Kevin White, mayor since 1967, dominates the narrative of the busing crisis. Lupo focuses on White, his staff and their concerns and problems in coordinating Phase One. White emerges as a hero of sorts, vulnerable politically, abandoned by the state government, and eventually betrayed by President Ford (in Ford's infamous press conference--televised nationally--where he as much as told Southie its actions were right). Because of Lupo's access to normally off-the-record meetings between White and his staff, Liberty's Chosen Home also offers a case-study of civic decision-making--although at times the Mayor and his aides--Bob Kiley, Ira Jackson, Eddie King, Bob Schwartz, Kirk O'Donnell--have few options and are forced to take a particular course of action. At one point, the city government discovers it must face the real possibility that the Mullens gang (which runs organized crime in South Boston) will take over the anti-busing movement in South Boston and rapidly escalate the violence. Then there is the description of Kevin White facing a hostile black crowd alone at Freedom House and his fear and exhaustion afterward.

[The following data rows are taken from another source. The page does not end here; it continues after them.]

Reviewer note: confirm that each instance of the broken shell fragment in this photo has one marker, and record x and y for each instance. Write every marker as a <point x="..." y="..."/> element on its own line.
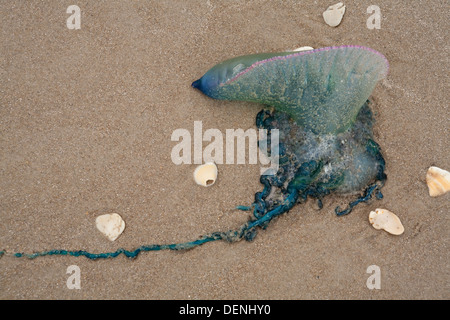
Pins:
<point x="438" y="181"/>
<point x="386" y="220"/>
<point x="111" y="225"/>
<point x="333" y="15"/>
<point x="206" y="174"/>
<point x="306" y="48"/>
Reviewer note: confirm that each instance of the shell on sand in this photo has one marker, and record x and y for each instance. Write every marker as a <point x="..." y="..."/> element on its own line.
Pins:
<point x="206" y="174"/>
<point x="438" y="181"/>
<point x="386" y="220"/>
<point x="111" y="225"/>
<point x="334" y="14"/>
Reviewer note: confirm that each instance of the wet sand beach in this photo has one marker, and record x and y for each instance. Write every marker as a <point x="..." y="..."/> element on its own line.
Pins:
<point x="86" y="118"/>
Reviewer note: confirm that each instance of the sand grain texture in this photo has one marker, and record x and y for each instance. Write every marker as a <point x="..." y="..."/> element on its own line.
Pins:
<point x="86" y="118"/>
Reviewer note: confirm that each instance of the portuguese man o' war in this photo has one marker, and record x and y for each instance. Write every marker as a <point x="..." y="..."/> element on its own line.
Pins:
<point x="319" y="102"/>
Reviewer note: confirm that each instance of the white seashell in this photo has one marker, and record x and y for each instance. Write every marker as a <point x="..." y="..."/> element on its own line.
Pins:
<point x="306" y="48"/>
<point x="333" y="15"/>
<point x="386" y="220"/>
<point x="111" y="225"/>
<point x="438" y="181"/>
<point x="206" y="174"/>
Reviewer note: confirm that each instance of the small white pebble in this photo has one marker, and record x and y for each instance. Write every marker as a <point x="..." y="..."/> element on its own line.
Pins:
<point x="386" y="220"/>
<point x="333" y="15"/>
<point x="111" y="225"/>
<point x="438" y="181"/>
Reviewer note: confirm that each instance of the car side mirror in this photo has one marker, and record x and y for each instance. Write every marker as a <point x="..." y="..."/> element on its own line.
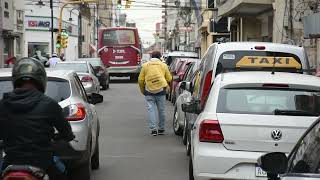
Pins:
<point x="95" y="98"/>
<point x="176" y="78"/>
<point x="191" y="107"/>
<point x="273" y="163"/>
<point x="185" y="85"/>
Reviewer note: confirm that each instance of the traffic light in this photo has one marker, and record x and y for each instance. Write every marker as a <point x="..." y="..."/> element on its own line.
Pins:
<point x="58" y="43"/>
<point x="128" y="3"/>
<point x="64" y="39"/>
<point x="119" y="4"/>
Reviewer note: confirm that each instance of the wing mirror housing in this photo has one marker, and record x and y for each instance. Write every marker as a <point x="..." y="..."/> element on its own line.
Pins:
<point x="185" y="85"/>
<point x="192" y="107"/>
<point x="274" y="164"/>
<point x="95" y="98"/>
<point x="176" y="78"/>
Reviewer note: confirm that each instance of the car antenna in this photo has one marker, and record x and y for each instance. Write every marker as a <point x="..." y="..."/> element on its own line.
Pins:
<point x="273" y="65"/>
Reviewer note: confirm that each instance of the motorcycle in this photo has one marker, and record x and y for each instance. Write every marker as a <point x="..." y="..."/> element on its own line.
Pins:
<point x="24" y="172"/>
<point x="28" y="172"/>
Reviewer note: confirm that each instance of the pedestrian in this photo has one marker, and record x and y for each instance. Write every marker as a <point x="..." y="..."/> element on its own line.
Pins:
<point x="153" y="81"/>
<point x="62" y="57"/>
<point x="53" y="60"/>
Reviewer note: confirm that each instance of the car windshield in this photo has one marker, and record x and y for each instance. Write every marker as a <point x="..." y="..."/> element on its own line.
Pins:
<point x="259" y="59"/>
<point x="77" y="67"/>
<point x="57" y="89"/>
<point x="268" y="101"/>
<point x="95" y="62"/>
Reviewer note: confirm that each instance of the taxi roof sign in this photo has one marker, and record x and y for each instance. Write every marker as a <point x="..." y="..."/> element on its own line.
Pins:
<point x="268" y="61"/>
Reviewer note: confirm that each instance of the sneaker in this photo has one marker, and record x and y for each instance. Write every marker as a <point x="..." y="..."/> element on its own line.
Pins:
<point x="160" y="132"/>
<point x="154" y="133"/>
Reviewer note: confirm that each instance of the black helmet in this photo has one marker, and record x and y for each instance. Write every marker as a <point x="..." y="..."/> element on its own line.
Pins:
<point x="29" y="69"/>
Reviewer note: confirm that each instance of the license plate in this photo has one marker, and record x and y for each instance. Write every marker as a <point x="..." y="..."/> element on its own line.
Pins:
<point x="260" y="172"/>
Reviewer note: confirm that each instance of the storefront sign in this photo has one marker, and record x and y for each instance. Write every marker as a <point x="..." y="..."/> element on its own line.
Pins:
<point x="44" y="23"/>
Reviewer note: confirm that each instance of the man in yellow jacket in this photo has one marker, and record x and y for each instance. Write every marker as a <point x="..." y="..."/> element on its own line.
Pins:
<point x="153" y="80"/>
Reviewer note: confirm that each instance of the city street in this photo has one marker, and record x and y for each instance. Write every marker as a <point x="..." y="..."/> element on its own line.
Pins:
<point x="127" y="150"/>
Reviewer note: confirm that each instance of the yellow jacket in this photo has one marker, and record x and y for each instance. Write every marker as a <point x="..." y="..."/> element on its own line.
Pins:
<point x="154" y="76"/>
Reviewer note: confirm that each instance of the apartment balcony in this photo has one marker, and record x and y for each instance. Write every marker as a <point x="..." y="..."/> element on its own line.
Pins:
<point x="242" y="8"/>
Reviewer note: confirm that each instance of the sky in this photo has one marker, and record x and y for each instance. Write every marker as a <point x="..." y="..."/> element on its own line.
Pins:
<point x="145" y="14"/>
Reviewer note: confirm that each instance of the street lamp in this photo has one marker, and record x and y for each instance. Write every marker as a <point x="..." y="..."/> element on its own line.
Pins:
<point x="40" y="3"/>
<point x="79" y="30"/>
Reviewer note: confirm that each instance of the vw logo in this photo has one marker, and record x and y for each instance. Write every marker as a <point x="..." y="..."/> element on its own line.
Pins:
<point x="276" y="134"/>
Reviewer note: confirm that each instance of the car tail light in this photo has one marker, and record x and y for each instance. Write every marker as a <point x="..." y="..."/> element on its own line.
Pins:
<point x="100" y="70"/>
<point x="86" y="79"/>
<point x="206" y="87"/>
<point x="210" y="131"/>
<point x="260" y="47"/>
<point x="138" y="58"/>
<point x="76" y="112"/>
<point x="276" y="85"/>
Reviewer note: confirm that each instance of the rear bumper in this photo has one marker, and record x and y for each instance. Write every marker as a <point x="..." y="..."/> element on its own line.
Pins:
<point x="214" y="161"/>
<point x="124" y="70"/>
<point x="69" y="155"/>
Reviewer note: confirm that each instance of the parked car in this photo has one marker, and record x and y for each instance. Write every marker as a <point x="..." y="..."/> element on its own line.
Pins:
<point x="100" y="70"/>
<point x="243" y="56"/>
<point x="86" y="73"/>
<point x="246" y="115"/>
<point x="171" y="56"/>
<point x="184" y="96"/>
<point x="178" y="77"/>
<point x="303" y="161"/>
<point x="65" y="87"/>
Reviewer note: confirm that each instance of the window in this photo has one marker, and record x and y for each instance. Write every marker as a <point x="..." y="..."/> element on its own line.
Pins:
<point x="305" y="158"/>
<point x="18" y="45"/>
<point x="267" y="101"/>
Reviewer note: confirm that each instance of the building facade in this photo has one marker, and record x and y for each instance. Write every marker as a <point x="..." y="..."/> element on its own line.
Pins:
<point x="11" y="29"/>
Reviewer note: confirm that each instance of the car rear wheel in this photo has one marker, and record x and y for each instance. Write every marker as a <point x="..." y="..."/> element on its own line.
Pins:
<point x="83" y="172"/>
<point x="176" y="127"/>
<point x="95" y="160"/>
<point x="191" y="177"/>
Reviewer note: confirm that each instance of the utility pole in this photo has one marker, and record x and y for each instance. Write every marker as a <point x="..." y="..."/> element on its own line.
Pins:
<point x="52" y="39"/>
<point x="61" y="13"/>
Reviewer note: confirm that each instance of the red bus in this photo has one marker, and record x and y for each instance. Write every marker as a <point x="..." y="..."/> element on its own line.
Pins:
<point x="120" y="51"/>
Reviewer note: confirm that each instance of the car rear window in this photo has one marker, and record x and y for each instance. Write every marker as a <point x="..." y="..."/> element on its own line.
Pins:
<point x="77" y="67"/>
<point x="57" y="89"/>
<point x="260" y="60"/>
<point x="266" y="101"/>
<point x="95" y="62"/>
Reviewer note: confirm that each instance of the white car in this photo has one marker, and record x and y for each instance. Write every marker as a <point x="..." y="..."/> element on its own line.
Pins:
<point x="85" y="72"/>
<point x="246" y="115"/>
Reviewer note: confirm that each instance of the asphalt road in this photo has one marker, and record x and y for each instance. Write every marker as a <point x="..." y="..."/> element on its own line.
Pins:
<point x="127" y="150"/>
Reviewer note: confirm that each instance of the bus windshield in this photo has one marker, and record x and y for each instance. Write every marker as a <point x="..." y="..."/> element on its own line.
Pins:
<point x="118" y="37"/>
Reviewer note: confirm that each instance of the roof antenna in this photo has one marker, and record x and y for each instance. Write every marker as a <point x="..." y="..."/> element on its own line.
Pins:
<point x="273" y="65"/>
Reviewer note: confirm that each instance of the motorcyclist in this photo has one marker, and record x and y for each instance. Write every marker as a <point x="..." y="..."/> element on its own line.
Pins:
<point x="28" y="118"/>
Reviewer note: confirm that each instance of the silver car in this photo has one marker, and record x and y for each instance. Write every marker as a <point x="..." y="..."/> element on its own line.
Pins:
<point x="303" y="161"/>
<point x="82" y="154"/>
<point x="85" y="72"/>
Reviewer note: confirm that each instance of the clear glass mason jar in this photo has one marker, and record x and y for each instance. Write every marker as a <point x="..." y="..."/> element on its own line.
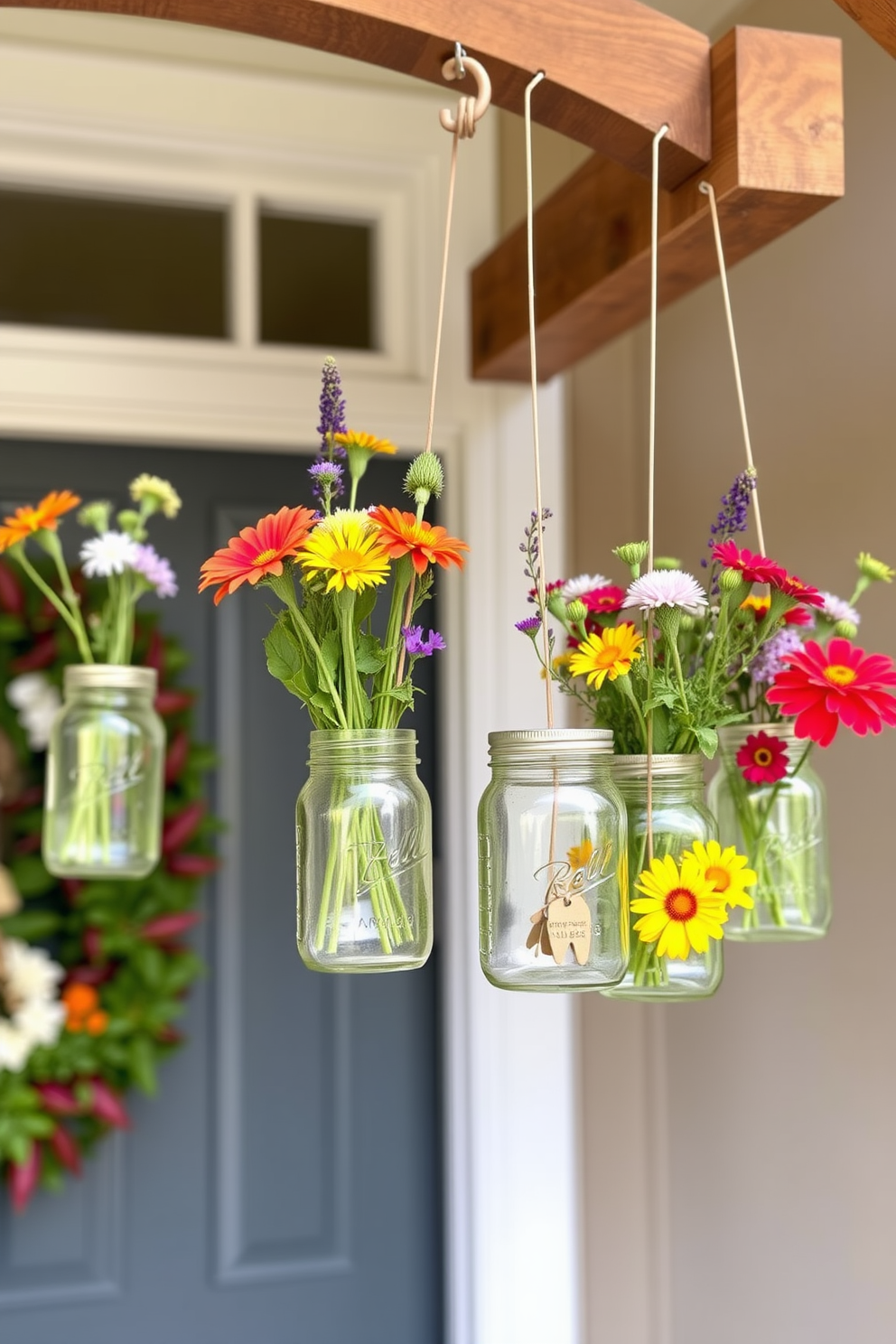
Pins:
<point x="364" y="854"/>
<point x="554" y="910"/>
<point x="105" y="768"/>
<point x="678" y="816"/>
<point x="782" y="828"/>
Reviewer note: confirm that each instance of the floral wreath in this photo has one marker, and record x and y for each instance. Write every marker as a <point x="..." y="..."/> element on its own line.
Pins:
<point x="93" y="975"/>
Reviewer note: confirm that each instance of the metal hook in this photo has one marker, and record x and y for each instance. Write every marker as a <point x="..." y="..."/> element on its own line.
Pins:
<point x="469" y="109"/>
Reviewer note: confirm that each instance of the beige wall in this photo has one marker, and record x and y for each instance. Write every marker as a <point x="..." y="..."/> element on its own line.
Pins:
<point x="769" y="1153"/>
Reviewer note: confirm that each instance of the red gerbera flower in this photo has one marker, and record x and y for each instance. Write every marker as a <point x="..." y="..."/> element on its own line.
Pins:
<point x="257" y="551"/>
<point x="403" y="534"/>
<point x="793" y="586"/>
<point x="763" y="760"/>
<point x="603" y="601"/>
<point x="833" y="686"/>
<point x="755" y="569"/>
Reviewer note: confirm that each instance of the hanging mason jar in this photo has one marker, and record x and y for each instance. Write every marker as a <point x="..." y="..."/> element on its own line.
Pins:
<point x="678" y="816"/>
<point x="770" y="803"/>
<point x="364" y="854"/>
<point x="105" y="763"/>
<point x="553" y="863"/>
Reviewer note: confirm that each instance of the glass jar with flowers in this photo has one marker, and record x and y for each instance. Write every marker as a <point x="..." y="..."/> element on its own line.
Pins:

Lupo clearly is partial to White and to the hard-nosed liberal politics of pragmatism that White practices. That partisanship unfortunately blinds Lupo to some of White's flaws and leads to some questionable assertions--that White's national aspirations were killed by his stance during the busing crisis rather than by the allegations of corruption made during the White-Timilty mayoral race. And Lupo prefers not to dwell on the way Garrity has taken control of the Boston school system, removing it from the jurisdiction of the Board of Education and White's office.
Lupo's thesis of suburban prejudice and class differences as key factors in delaying needed social change makes sense, not only for Boston, but for other American cities. Boston, often cited as a "liveable" city, faces white flight, a narrowing tax base, a degenerating school system and the same economic problems (unemployment, loss of business) plaguing the rest of New England. Lupo asks, quite rightly, "If such a place is allowed to flirt so closely with disaster, then what can the message be for the great urban centers of this republic?" Liberty's Chosen Home offers no master plan for change, but Lupo argues that unless the federal government faces up to its responsibilities in urban centers and the suburbs end their hostility to the inner city, disaster may indeed be just around the corner. Lupo's study echoes Elma Lewis's observation that if our urban problems cannot be solved in Boston, where can they be?